Margareta Bergman (born Karin Ann Margareta Bergman; 22 August 1922 in Uppsala, Sweden – 27 September 2006) was a Swedish novelist.
Margareta Bergman, only sister of film director Ingmar Bergman (1918–2007), is the author of novels Karin and Mirror Mirror.
As a child of 8, she helped to inspire her brother Ingmar Bergman to create his first plays at home in 1930. Her older brother Dag Bergman (1914–1984) was an ambassador.
Her father Erik Bergman, a Lutheran priest, was extremely strict, and forced Margareta and her brothers to attend all of his Sunday church services.

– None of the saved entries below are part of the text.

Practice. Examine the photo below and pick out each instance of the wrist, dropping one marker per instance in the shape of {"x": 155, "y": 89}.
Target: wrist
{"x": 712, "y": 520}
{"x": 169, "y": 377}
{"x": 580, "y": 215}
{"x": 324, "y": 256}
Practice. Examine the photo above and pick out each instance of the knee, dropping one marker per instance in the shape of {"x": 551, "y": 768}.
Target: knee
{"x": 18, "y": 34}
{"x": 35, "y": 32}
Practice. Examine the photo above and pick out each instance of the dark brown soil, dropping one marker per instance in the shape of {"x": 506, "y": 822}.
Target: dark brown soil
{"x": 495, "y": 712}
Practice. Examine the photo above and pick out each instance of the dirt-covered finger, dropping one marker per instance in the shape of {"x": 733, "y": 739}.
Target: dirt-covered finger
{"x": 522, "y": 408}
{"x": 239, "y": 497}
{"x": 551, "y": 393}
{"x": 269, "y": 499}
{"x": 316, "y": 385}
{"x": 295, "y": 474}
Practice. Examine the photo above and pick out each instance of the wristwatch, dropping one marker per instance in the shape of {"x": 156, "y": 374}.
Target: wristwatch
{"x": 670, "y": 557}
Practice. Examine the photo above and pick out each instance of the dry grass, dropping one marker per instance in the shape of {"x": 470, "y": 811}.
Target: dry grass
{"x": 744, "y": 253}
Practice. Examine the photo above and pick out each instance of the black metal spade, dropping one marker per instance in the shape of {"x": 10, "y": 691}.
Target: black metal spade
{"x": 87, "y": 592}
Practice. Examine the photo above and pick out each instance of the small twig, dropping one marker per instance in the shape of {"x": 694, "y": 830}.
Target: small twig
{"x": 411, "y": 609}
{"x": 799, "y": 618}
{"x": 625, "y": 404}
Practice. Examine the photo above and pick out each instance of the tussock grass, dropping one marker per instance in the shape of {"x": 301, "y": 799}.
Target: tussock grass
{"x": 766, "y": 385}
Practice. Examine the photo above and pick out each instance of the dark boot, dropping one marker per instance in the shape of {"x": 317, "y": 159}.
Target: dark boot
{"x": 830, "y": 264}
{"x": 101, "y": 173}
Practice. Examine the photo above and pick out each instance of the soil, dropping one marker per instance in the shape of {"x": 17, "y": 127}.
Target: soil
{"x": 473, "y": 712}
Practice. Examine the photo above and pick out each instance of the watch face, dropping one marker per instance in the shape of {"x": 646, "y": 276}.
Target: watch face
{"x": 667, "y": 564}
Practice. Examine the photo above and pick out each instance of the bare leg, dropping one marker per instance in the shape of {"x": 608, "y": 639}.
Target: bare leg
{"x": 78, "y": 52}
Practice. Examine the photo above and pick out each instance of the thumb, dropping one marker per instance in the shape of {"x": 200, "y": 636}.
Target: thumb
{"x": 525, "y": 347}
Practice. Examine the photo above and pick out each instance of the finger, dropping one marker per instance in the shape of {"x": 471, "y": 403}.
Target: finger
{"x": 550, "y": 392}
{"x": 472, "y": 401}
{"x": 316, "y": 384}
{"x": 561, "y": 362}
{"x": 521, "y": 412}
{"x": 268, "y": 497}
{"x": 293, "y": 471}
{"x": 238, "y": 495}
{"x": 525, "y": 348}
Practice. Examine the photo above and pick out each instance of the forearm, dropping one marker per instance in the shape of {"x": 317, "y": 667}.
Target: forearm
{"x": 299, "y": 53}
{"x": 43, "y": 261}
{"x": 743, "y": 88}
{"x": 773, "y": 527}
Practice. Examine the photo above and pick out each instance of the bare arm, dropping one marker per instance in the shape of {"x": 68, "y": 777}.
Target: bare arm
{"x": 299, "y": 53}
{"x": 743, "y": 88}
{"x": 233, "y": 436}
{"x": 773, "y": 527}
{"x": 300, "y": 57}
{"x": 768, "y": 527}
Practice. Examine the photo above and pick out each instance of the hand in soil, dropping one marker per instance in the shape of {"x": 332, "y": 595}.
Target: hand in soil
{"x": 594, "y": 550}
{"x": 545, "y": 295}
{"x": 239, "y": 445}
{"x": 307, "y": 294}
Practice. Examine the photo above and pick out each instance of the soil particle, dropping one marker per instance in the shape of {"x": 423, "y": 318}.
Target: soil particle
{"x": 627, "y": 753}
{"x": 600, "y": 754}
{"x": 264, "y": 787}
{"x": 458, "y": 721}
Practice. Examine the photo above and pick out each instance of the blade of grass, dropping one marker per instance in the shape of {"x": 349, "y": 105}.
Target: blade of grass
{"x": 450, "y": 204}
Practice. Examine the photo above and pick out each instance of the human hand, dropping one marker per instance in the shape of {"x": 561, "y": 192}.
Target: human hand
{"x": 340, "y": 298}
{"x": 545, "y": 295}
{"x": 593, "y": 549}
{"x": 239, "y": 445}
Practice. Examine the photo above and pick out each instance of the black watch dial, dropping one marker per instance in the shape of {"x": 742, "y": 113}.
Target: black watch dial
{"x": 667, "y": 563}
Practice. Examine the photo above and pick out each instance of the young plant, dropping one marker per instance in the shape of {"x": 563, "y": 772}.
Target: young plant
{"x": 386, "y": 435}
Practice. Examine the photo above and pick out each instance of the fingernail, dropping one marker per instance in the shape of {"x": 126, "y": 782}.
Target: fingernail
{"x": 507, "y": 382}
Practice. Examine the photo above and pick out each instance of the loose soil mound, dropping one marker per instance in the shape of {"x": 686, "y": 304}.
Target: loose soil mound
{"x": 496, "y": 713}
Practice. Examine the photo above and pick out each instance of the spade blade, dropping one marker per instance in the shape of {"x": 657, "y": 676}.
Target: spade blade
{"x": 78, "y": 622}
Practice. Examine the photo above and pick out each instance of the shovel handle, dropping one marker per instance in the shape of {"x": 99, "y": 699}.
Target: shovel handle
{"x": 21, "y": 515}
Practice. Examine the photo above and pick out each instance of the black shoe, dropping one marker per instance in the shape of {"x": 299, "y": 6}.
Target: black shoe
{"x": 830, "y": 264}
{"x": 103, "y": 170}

Ingmar Bergman's most personal feature film, that he had intended to be his last, was the somewhat autobiographical Fanny and Alexander, based on his and Margareta's unhappy childhood.

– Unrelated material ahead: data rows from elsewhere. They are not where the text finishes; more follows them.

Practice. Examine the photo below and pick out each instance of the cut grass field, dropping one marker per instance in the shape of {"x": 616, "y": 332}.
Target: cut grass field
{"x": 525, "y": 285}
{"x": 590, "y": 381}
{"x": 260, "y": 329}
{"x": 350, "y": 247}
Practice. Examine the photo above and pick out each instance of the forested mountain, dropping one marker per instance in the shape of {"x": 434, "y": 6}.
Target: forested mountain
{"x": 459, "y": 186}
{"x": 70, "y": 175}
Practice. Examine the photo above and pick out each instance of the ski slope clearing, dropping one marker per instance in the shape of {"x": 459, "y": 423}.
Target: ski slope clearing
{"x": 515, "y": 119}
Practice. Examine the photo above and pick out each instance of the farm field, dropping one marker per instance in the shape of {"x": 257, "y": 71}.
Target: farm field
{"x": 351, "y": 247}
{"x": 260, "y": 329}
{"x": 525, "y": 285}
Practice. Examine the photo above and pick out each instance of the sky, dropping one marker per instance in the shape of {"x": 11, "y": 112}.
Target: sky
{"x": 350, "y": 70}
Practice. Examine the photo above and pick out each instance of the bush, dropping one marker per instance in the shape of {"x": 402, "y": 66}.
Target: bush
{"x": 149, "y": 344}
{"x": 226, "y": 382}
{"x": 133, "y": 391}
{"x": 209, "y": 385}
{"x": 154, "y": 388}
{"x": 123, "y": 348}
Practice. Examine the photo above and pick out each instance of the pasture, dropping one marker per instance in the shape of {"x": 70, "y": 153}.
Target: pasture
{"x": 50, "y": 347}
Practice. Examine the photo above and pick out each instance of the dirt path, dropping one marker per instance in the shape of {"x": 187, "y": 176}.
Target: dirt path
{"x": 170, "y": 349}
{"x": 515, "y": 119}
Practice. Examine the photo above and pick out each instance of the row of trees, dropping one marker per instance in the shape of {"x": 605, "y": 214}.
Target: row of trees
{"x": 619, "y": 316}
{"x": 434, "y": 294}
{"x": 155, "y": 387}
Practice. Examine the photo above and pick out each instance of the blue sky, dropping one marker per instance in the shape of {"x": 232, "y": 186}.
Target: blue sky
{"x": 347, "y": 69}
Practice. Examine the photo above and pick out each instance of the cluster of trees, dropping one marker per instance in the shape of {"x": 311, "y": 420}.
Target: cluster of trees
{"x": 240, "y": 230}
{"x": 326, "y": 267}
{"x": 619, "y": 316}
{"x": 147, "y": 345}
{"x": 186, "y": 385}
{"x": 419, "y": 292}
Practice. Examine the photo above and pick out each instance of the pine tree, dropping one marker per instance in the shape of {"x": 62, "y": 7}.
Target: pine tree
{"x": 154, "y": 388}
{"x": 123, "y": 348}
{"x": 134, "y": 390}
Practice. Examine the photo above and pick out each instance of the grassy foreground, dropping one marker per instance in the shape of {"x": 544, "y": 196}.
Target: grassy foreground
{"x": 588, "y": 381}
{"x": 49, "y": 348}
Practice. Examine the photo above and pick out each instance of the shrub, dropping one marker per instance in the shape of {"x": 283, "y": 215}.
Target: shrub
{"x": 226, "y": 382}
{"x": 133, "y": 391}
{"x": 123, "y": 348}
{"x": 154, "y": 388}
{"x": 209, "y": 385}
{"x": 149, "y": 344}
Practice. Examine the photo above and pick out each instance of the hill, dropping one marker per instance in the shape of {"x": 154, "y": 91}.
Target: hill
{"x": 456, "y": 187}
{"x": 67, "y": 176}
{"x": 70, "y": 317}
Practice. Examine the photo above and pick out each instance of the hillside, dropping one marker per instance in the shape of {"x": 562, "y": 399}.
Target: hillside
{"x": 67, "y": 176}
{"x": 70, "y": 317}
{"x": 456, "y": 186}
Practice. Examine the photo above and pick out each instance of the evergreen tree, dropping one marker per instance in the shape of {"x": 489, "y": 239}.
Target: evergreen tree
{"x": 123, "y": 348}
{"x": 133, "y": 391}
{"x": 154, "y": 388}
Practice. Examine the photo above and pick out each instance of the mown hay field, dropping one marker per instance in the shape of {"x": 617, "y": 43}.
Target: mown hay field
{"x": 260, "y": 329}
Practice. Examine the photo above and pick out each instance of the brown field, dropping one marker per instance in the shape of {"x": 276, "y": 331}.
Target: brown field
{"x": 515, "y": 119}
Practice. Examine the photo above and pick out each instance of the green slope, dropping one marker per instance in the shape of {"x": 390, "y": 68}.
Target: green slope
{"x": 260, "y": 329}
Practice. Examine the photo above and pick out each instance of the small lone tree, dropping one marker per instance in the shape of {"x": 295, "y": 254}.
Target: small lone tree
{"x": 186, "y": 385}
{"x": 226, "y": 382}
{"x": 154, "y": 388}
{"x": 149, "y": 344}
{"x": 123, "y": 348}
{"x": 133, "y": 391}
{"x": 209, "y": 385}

Margareta Bergman was married to English author and broadcaster Paul Britten Austin from 1951 until his death in 2005. She had four children, Veronica Ralston (born 1951, who translated some of her books), Thomas Britten Austin, Rose Britten Austin (a sculptor), and Cecelia Britten Austin.
Publisher's Weekly wrote that in Mirror, Mirror, Bergman draws on a similar set of images as her brother Ingmar Bergman—wild strawberries, an "actress struck mute by aphasia" but with a "more delicate and muted result." The review concludes "Bergman's prose carefully circles, rather than describes, the unspeakable, resulting in an austere work of art softened by a uniquely modern wisdom."